Wednesday, February 1, 2012

The Puglia Wine Review, February 1, 2012

I'm very happy to share three exceptionally well-priced wines in this round of the Puglia Wine Review. All three wines can be found in the United States, and, if you just happen to live in Portland, Oregon, you can purchase two of these three wines at the very same stores that I did, because I list them.


I think that the first two wines reviewed below display Puglia's terroir exceptionally well. With the negroamaro grape, I think the terroir appears in the form of simultaneous bright and dark fruit flavors. How many wines can tout such a paradoxical quality? The dark fruit makes the wine austere and masculine, but Puglia's wines are nothing if not amicable, and the bright fruit is juicy and mouthwatering. I have to guess that these qualities come from the combination of the negroamaro grape—native to Puglia for a couple thousand years or more—and Puglia's unique growing environment, which combines severe, unrelenting sun with cool sea breezes and a healthy amount of groundwater (sorry, gonna geek out for a sec: this ground water is actually sourced from a river near Naples, then channeled through one of the largest underground aqueducts in Europe, to Puglia—That's crazy terroir!). I hope you get a chance to try these cheap, expressive negroamaros for yourself.

Puglia Wine Review

As always, 50% of my ratings are based on quality and 50% on price.

Terravecchia Winery's 2008 Pámpana (100% Negroamaro)
Rating: 94
Price: $14
Where to Buy: Magnolia's Corner (Sandy and NE 41st)
Short Review: Well hello darlin', nice to meechya.
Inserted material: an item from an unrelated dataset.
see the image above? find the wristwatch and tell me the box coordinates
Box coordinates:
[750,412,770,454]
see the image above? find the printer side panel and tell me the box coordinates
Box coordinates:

I tasted this wine at a party to support EAT's Italian culinary tours, and it fully demolished the rest of the competition: My friends and I left with a case of it. The Terravecchia line of wines is produced by Alberto Longo winery in the Daunia region in northern Puglia. Pámpana is one of the best representations of Pugliese wine that I've found in Oregon. The wine is dry and has a med/full body. It is fruit forward and the acidity is balanced, making for gulpable drinking. I got aromas of raspberry and blackberry, cinnamon, vanilla, and plum jam, and I tasted blackberry and juicy dark fruit. The finish is medium but the mouthfeel is long. The tannins are soft and this wine pairs well with salmon or chicken. I've been a fan of some of Alberto Longo's wines, and others have left me less than impressed, but the winery really nails it with this one, especially when you consider the price.

Taurino Winery's 2006 Salice Salentino Riserva (80% Negroamaro, 20% Malvasia Nera)
Rating: 92
Price: $13
Where to Buy: Not imported to Oregon these days. Sorry.
Short Review: A mature wine that's worth every dime

I've had this wine many times, but I'm not sure if I've tried it at this age, which is, apparently, the perfect age. The 2006 will drink well for the next year but not much longer. The nose is dark fruit, fennel, and thyme, and I tasted tobacco, fennel, and cedarwood. The wine's mouthfeel was extraordinarily rich and silky—almost as though all uneven textures had been polished down. Structure was solid, and the wine could pair well with acidic dishes like tomato sauce. The tannins are soft. Medium finish.

Pinetti Notte Winery's 2010 Primitivo
Rating: 90
Price: $6
Where to Buy: Fred Meyers (got mine on SE 39th and Hawthorne)
Short Review: For those who like it sweet...

If you like Layer Cake's Primitivo, which retails around $16, save ten bucks and buy Pinetti Notte's instead. This astonishingly cheap wine tastes pretty good, but it is a little on the sweet side. I got aromas of fruit gummies and red licorice laces, and I tasted dark fruit and cedarwood. The acidity was there and the tannins were soft and these qualities balanced the fruit. Very approachable, this wine is a good cheap primitivo.